Sessions pushed backed, saying a special counsel is only appointed if there is enough evidence to merit that appointment.
Sessions noted that there have only ever been two special counsels: one for the Waco siege in April 1993, and Robert Mueller’s probe into possible collusion between Russia and the Trump campaign. “Each of those are pretty special, factual situations,” Sessions said, “and we will use the proper standards.”
It’s an important exchange, especially as Republicans in Congress also want a special counsel to look into Uranium One, where Republicans claimed Clinton gave Russia 20 percent of America’s uranium when she was secretary of state. But that’s demonstrably not true, which would make a special counsel appointment very odd.

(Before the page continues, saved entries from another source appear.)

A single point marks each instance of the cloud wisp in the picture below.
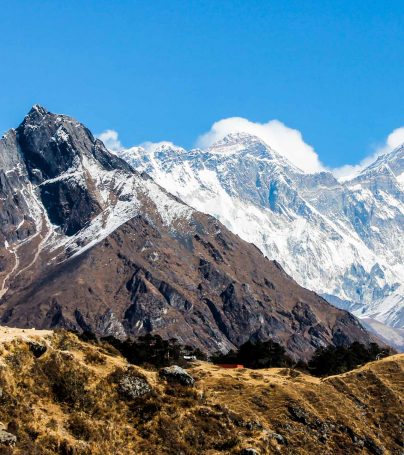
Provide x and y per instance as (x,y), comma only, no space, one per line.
(348,171)
(287,141)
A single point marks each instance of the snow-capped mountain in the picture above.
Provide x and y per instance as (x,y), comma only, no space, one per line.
(88,243)
(342,239)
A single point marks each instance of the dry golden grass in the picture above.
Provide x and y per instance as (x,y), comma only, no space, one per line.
(67,402)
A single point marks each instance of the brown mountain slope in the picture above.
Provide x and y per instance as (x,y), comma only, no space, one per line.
(89,244)
(71,400)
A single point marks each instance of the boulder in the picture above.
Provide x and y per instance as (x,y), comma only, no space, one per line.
(6,438)
(176,374)
(37,349)
(132,386)
(249,451)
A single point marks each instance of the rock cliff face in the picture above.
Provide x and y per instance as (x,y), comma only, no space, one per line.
(344,240)
(90,244)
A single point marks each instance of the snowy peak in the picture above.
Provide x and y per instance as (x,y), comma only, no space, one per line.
(341,239)
(87,243)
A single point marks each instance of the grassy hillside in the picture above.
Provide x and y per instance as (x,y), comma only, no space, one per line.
(73,399)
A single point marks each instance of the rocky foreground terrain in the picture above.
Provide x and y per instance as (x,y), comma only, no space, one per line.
(60,395)
(89,244)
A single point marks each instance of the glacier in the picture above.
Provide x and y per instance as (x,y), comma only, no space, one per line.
(342,239)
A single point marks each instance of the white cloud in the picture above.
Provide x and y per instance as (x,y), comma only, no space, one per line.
(286,141)
(111,140)
(348,171)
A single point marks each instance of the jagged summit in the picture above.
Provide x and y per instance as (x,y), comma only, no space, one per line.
(344,240)
(88,243)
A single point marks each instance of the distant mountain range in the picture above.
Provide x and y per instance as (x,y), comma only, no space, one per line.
(344,240)
(90,244)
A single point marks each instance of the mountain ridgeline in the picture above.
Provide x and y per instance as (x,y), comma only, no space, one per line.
(342,239)
(88,243)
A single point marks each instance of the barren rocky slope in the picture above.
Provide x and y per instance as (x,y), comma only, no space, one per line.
(84,399)
(90,244)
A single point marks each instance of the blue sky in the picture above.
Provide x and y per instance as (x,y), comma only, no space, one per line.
(167,70)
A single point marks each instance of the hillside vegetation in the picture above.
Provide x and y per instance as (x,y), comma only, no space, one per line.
(61,395)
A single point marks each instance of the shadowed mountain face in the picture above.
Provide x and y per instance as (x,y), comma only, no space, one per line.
(87,243)
(344,240)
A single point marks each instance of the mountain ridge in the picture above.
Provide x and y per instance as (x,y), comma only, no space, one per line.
(104,248)
(353,227)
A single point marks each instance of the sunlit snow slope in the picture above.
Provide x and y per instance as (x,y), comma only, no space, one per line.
(342,239)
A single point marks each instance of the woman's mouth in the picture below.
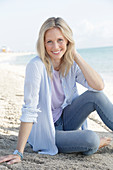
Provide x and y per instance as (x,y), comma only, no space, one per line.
(56,52)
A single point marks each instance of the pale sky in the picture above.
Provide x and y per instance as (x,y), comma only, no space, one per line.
(90,20)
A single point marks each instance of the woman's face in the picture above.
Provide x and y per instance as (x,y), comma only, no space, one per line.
(55,44)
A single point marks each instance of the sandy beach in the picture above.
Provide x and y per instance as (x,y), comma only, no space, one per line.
(11,100)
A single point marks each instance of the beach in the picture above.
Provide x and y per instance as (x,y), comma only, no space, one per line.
(11,101)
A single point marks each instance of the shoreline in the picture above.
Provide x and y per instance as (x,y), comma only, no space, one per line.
(11,101)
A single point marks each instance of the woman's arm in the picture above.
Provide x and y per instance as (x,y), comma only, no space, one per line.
(92,77)
(25,129)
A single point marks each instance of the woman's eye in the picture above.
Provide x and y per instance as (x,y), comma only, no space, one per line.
(60,40)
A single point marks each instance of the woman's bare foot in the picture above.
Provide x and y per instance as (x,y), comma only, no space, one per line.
(104,142)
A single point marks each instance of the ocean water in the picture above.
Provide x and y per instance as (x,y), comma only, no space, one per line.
(101,59)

It also comes a day after the Justice Department told the chair of the committee, Rep. Bob Goodlatte (R-VA), that it was considering appointing a special counsel to investigate alleged Clinton misdeeds. That letter raised immediate concerns about the possible politicization of the DOJ because it seemed Sessions was willing to use right-wing talking points endorsed by the White House as grounds for a criminal probe into Clinton’s time at the State Department.
But Sessions said the DOJ requires a high standard of evidence to appoint a special counsel, which means he may not grant that request. Sessions is at the hearing to answer questions about his leadership of the Department of Justice and his interactions with Russians while a top adviser in the Trump campaign.
You can see the Jordan-Sessions exchange — lightly edited for clarity and length — below.
What's it going to take to actually get a special counsel?
It would take a factual basis that meets the standards of the appointment of a special counsel.
Is that analysis going on right now?
Well, it's in the manual of the Department of Justice about what's required. We have only had two.
The first one was the Waco [siege] — Sen. [John] Danforth took over that investigation as special counsel — and Mr. Mueller. Each of those are pretty special, factual situations, and we will use the proper standards.
And that's the only thing I can tell you, Mr. Jordan. You can have your idea, but sometimes we have to study what the facts are and to evaluate whether it meets the standard that requires a special counsel.
But we know one fact. We know the Clinton campaign, the Democratic National Committee, paid for, through the law firm, paid for the dossier [that alleges Trump-Russia ties].
We know that happened, and it sure looks like the FBI was paying the author of that document. And it sure looks like a major political party was working with the federal government to then turn an opposition research document that quoted some National Enquirer story into an intelligence document, take that to the FISA [Foreign Intelligence Surveillance Act] court so that they could then get a warrant to spy on Americans associated with President Trump’s campaign.
That's what it looks like, and I'm asking you: Doesn't that warrant — in addition to all the things we know about James Comey in 2016 — doesn't that warrant naming a second special counsel, as 20 members of this committee wrote you three and a half months ago asking you to do?
Well, Mr. Comey is no longer the director of the FBI. We have an excellent man of integrity and ability in [FBI Director] Chris Wray, and I think he's going to do an outstanding job, and I’m very happy about that.
But he's not here today, Attorney General Sessions, you are, and I'm asking for a special counsel.
And I would say: “Looks like” is not enough basis to appoint a special counsel.